Ama sen kendine saygı duyardın! 
Haydi şu anda şu dakika bir daha bak hayatına... Bu sefer kendin 
için bir şeyler yap...Bırak insanlar sevmesin seni, bırak senin 
mutsuzluğundan mutlu olmayıversinler, bırak takdir etmesinler, 
onaylamasınlar, bırak dedikodunu yapsınlar, itiraz etsinler... 
Hayatında bir kere olsun bu riski al! 
İstediğin mesleği yap... Zevk al ürettiğin işten... Uçarak git 
işine...Keyif al birlikte çalıştığın insanlardan... Yaşamını kendin 
SEÇ ve MUTLU OL seçtiğin bu yaşamdan... 
İstediğin insan ile istediğin zamanda evlen... İster 20 inde ol, 
ister 50sinde... Senden başka kim bilir doğru insanın kim olduğunu 
ve doğru zamanın ne zaman olduğunu?
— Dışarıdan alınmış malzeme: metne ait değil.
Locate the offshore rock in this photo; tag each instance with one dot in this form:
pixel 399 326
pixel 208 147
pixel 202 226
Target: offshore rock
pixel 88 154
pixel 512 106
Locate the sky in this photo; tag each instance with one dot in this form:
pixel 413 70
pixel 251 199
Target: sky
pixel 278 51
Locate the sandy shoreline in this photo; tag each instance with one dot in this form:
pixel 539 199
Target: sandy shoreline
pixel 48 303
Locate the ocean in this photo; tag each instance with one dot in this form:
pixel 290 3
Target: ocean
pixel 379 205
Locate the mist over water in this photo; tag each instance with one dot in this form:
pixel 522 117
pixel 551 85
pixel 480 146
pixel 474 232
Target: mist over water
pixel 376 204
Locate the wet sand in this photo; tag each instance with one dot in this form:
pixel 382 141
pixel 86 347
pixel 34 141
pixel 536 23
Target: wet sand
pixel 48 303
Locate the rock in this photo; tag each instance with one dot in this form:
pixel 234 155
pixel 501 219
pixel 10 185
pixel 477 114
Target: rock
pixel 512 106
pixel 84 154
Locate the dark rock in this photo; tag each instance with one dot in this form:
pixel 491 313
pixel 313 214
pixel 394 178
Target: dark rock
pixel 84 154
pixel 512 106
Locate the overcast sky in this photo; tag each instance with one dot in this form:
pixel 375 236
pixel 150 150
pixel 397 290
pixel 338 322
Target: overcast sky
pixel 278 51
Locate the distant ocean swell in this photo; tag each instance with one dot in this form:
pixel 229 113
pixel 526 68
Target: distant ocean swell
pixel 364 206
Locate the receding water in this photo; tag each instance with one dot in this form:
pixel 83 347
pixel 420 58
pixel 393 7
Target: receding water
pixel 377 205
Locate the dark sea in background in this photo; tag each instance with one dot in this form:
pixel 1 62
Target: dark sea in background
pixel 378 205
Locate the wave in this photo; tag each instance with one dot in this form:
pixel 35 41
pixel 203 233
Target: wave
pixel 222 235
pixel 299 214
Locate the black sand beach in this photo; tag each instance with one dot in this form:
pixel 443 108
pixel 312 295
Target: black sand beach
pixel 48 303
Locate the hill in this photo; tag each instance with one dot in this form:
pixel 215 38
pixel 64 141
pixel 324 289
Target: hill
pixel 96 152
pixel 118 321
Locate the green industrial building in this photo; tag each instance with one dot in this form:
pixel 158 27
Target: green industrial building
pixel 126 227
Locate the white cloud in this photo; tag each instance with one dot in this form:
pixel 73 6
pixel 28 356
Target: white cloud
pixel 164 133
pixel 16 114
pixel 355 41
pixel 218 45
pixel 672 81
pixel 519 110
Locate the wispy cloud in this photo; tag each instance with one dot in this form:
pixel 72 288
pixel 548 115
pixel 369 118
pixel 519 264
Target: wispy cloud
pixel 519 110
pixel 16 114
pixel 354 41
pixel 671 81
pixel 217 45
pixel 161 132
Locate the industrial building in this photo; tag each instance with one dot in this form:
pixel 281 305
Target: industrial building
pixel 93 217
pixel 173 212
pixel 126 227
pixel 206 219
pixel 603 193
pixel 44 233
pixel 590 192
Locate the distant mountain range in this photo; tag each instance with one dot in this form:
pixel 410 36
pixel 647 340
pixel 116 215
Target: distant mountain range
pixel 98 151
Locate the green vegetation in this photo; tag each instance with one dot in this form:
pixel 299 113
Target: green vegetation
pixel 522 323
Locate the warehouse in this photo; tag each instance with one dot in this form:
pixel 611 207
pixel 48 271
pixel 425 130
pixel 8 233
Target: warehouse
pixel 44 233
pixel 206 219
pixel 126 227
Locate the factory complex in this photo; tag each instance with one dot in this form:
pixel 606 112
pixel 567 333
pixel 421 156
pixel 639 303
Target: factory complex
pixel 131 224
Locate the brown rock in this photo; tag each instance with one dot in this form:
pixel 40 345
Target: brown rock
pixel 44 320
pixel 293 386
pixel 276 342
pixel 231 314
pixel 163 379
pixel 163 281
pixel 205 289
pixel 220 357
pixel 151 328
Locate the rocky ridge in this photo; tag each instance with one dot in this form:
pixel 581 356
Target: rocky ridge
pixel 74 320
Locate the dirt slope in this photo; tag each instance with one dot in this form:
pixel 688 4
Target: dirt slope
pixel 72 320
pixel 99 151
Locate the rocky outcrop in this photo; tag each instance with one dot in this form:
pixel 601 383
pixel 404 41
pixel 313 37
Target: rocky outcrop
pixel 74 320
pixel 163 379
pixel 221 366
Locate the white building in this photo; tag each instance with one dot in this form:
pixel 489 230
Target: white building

Dinleme başkalarını... 
Evlenmek için hiç bir zaman geç sayılmaz... Ve hatta istiyorsan asla 
evlenme... Bu yaşam senin, ve ızdırabını da, mutluluğunu da 
yaşayan tek sensin.... 
İstediğin zaman çocuk yap... Kendini hazır hissettiğinde, yaşama 
bir canlı getirmek istediğinde ve o çocuğa verecek bir şeylerin 
olduğunda... Ve hatta istemezsen hiç çocuk yapma... 
İstiyorsan başka bir şehre taşın, başka bir ülkeye, başka bir 
kıtaya...Mecbur değilsin bu şehire tıkılıp kalmaya... 
İstiyorsan yeniden okula başla, yeni bir 
meslek, yeni bir hayat, yeni ben diyerek kendin için yaşa... 
Şimdi soruyorum sana... 
Ne zaman kendin için bir şeyler yapacaksın?